August 19, 2016 (by SSgt. Michelle Alvarez-Rea) - Approximately 200 Airmen and seven F-16 Fighting Falcon aircraft are returning to Buckley Air Force Base, Aurora, Colo., after spending the last 28 days deployed to Hungary in support of Panther Strike 2016 and Operation Atlantic Resolve.
MSgt. John A. St. George, crew chief from the 140th Wing, Colorado ANG marshals an F-16 into position after landing at Papa AB in Hungary, while other crew chiefs chalk the wheels. This is the first time Colorado jets have landed in Hungary and the first time the Colorado Air Guard has been to Europe in at more than 20 years. [USAF photo by SMSgt. John Rohrer]
As part of Operation Atlantic Resolve, the Air Force routinely rotates forces in and out of Europe, which enhances the strength of NATO
alliances without the need to permanently base additional aircraft and Airmen in Europe.
This year, the 140th Wing, of the Colorado Air National Guard, was able to maximize the impact of their deployment by supporting both Operation Atlantic Resolve and participating in the multi-national exercise, Panther Strike 2016.
"We had an opportunity to deploy our F-16s in support of the European Reassurance Initiative and conduct flying operations with the Hungarian Air Force," said Col. Floyd Dunstan, commander of the 140th Wing. "We were also able to support Joint Terminal Attack Controller training for the Hungarian and Slovenian armed forces, which is very beneficial training for all of our forces."
Since Colorado and Slovenia have a more than 20-year relationship through the National Guard Bureau's State Partnership Program, the Colorado Air National Guard plays a critical role in the stability of the region.
"It is greatly important for us to train and fly with our NATO partners, not only Slovenia, but also Hungary," Dunstan said. "The joint training is very significant because it allows us to align our capabilities and further integrate multiple allied armed forces."

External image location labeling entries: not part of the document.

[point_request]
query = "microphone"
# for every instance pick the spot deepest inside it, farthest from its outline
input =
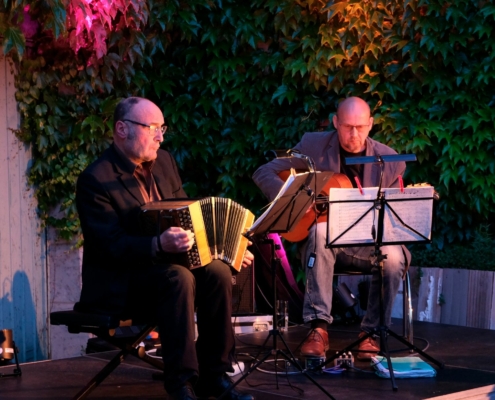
(288, 153)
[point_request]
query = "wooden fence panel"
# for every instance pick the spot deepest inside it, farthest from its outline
(455, 293)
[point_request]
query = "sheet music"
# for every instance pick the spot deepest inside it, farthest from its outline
(417, 214)
(344, 215)
(292, 201)
(414, 213)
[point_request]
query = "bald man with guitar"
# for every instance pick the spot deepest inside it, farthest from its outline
(353, 122)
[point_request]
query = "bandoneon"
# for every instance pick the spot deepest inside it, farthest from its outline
(217, 224)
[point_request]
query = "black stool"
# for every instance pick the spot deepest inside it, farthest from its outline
(122, 334)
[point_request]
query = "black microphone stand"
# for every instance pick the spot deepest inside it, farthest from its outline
(383, 331)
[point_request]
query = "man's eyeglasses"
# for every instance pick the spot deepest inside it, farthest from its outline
(154, 129)
(359, 128)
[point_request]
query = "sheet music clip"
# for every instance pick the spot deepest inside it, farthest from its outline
(401, 183)
(358, 183)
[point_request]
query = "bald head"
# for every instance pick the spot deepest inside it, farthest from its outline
(138, 130)
(353, 106)
(353, 122)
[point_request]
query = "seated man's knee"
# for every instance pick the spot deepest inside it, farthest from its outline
(218, 273)
(395, 261)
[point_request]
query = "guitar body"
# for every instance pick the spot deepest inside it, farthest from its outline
(301, 230)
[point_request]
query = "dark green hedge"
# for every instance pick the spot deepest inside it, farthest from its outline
(236, 79)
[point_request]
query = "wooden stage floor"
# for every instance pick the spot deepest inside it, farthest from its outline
(468, 355)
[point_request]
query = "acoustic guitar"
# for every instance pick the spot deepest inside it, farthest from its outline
(301, 230)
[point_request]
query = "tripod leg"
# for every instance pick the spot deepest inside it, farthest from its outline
(384, 352)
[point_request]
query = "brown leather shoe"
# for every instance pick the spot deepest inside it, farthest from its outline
(367, 348)
(316, 344)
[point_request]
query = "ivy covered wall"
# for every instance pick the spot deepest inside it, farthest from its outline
(236, 79)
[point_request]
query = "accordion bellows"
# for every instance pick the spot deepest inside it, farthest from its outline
(217, 224)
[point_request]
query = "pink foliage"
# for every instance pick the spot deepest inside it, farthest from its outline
(91, 21)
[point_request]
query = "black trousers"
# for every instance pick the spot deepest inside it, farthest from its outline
(169, 295)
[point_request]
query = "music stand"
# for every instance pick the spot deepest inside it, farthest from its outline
(417, 235)
(295, 197)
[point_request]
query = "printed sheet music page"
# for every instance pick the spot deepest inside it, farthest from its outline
(353, 212)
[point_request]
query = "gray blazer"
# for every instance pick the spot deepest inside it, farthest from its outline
(323, 148)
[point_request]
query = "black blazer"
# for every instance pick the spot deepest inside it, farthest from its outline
(108, 201)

Throughout the deployment, the 120th Fighter Squadron conducted air-to-air missions with the Hungarian Gripen fighter aircraft, close air support, and forced air control support with the Hungarian and Slovenian JTACs. They also participated in cross-border flights with other deployed U.S. Air National Guard aircraft and allied nation aircraft from Slovakia, Hungary, Czech Republic, and Slovenia.
Not only is the joint training beneficial, deploying military assets to Eastern Europe generates confidence that the United States military could feasibly be there at a moment's notice, at the defense of our allies.

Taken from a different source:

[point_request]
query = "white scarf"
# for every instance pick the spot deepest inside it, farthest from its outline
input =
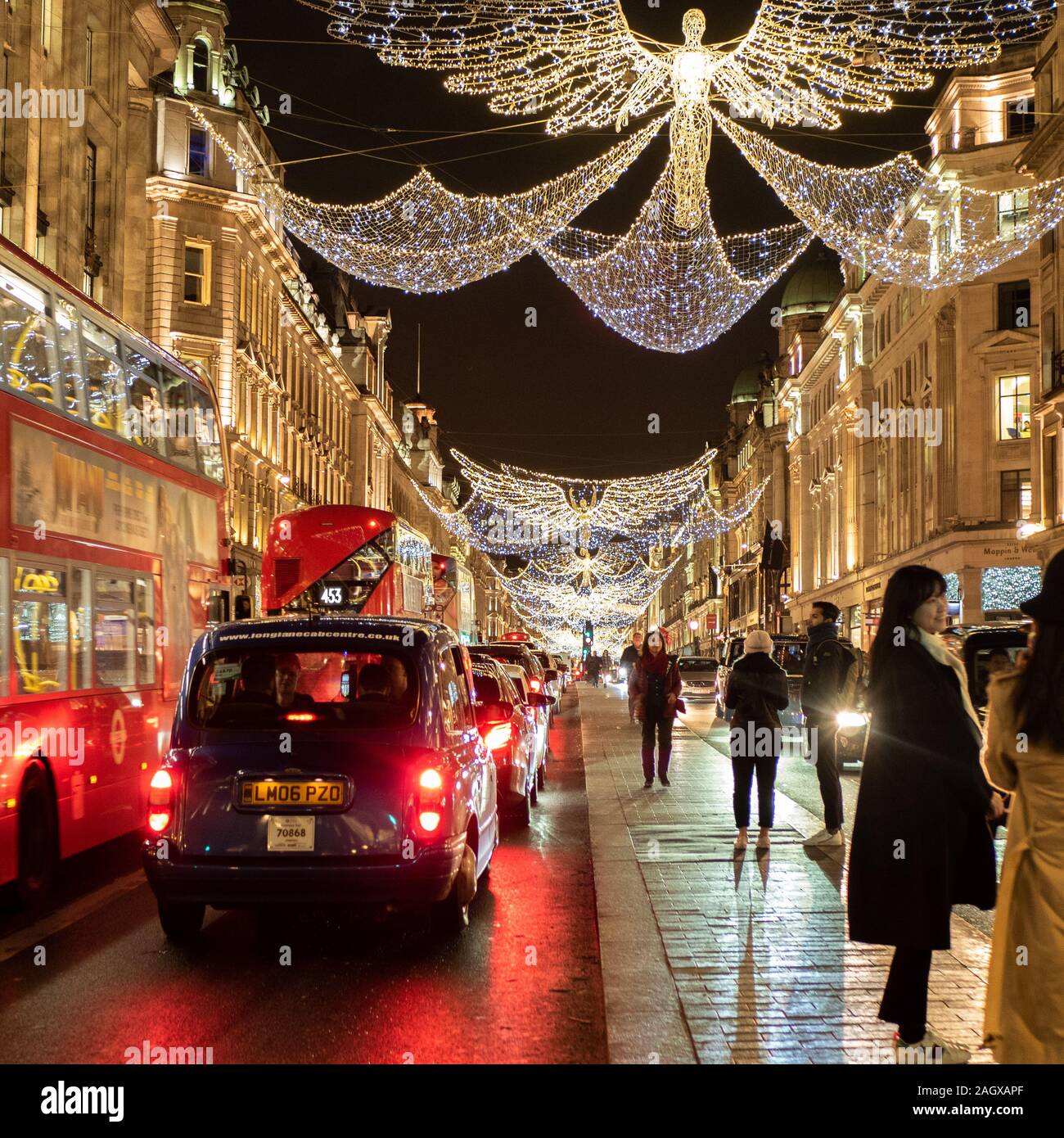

"The purpose is not to support continuous operations, but to be here in case of a contingency situation and to train in exercises with our Slovenian partners," said Maj. Gen. H. Michael Edwards, the Adjutant General of Colorado. "The facilities at the airport are amazing and contingency operation support is well in hand."

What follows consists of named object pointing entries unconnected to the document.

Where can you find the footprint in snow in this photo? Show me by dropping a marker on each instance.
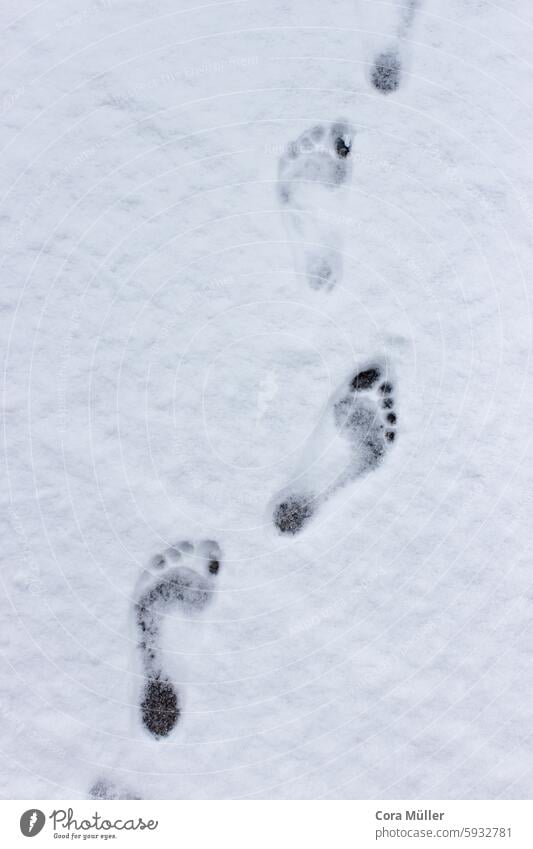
(311, 173)
(352, 438)
(386, 70)
(183, 575)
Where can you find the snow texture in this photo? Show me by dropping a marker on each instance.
(214, 216)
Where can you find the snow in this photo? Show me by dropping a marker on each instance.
(166, 362)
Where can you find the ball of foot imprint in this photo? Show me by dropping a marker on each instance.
(386, 72)
(292, 514)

Airmen from the 140th Wing made an immense effort to prepare for F-16 operations and were fully operational within only a few days.
"It's pretty cool to be part of this trip because we were able to test the Mobile Aircraft Arresting System," said Maj. Abby Koehler, maintenance officer-in-charge during Panther Strike 2016. "It was the first time an F-16 has ever landed at Cerkjle ob Krki Air Base in Slovenia and we tested those capabilities here in Slovenia and in Hungary."
Not only were the facilities operationally tested, the wing helped to further develop the friendship between the U.S. and these NATO allies, Koehler said.
Hungarian maintainers accompanied the wing maintenance chiefs every day during the deployment, she said. "It's been great to see. They are here bright and early because we start at 0615 and they work the whole day with us."
The 140th Wing was able to effectively partner with the Hungarian Defense Forces and establish a cooperative, mutually beneficial relationship between the NATO countries, from the roots up.
"It really feels like we are helping to pave the way for other countries and states to support peace initiatives in the region." Koehler said.
With every deployment and exercise of this nature, the cooperation and trust between allied nations grow and the combined military capability becomes even more refined.
Edwards sums up the objective of these European Reassurance Initiative deployments: "It is about a reassurance that we will be here; it's about deterrence, making sure that there is recognition and an ability to operate in an area where there could be conflict."
Without a doubt the Colorado Air National Guard's 140th Wing made another big step forward in further developing multi-national cooperation and reinforced the ongoing commitment the U.S. has to NATO during an unpredictable and uncertain time.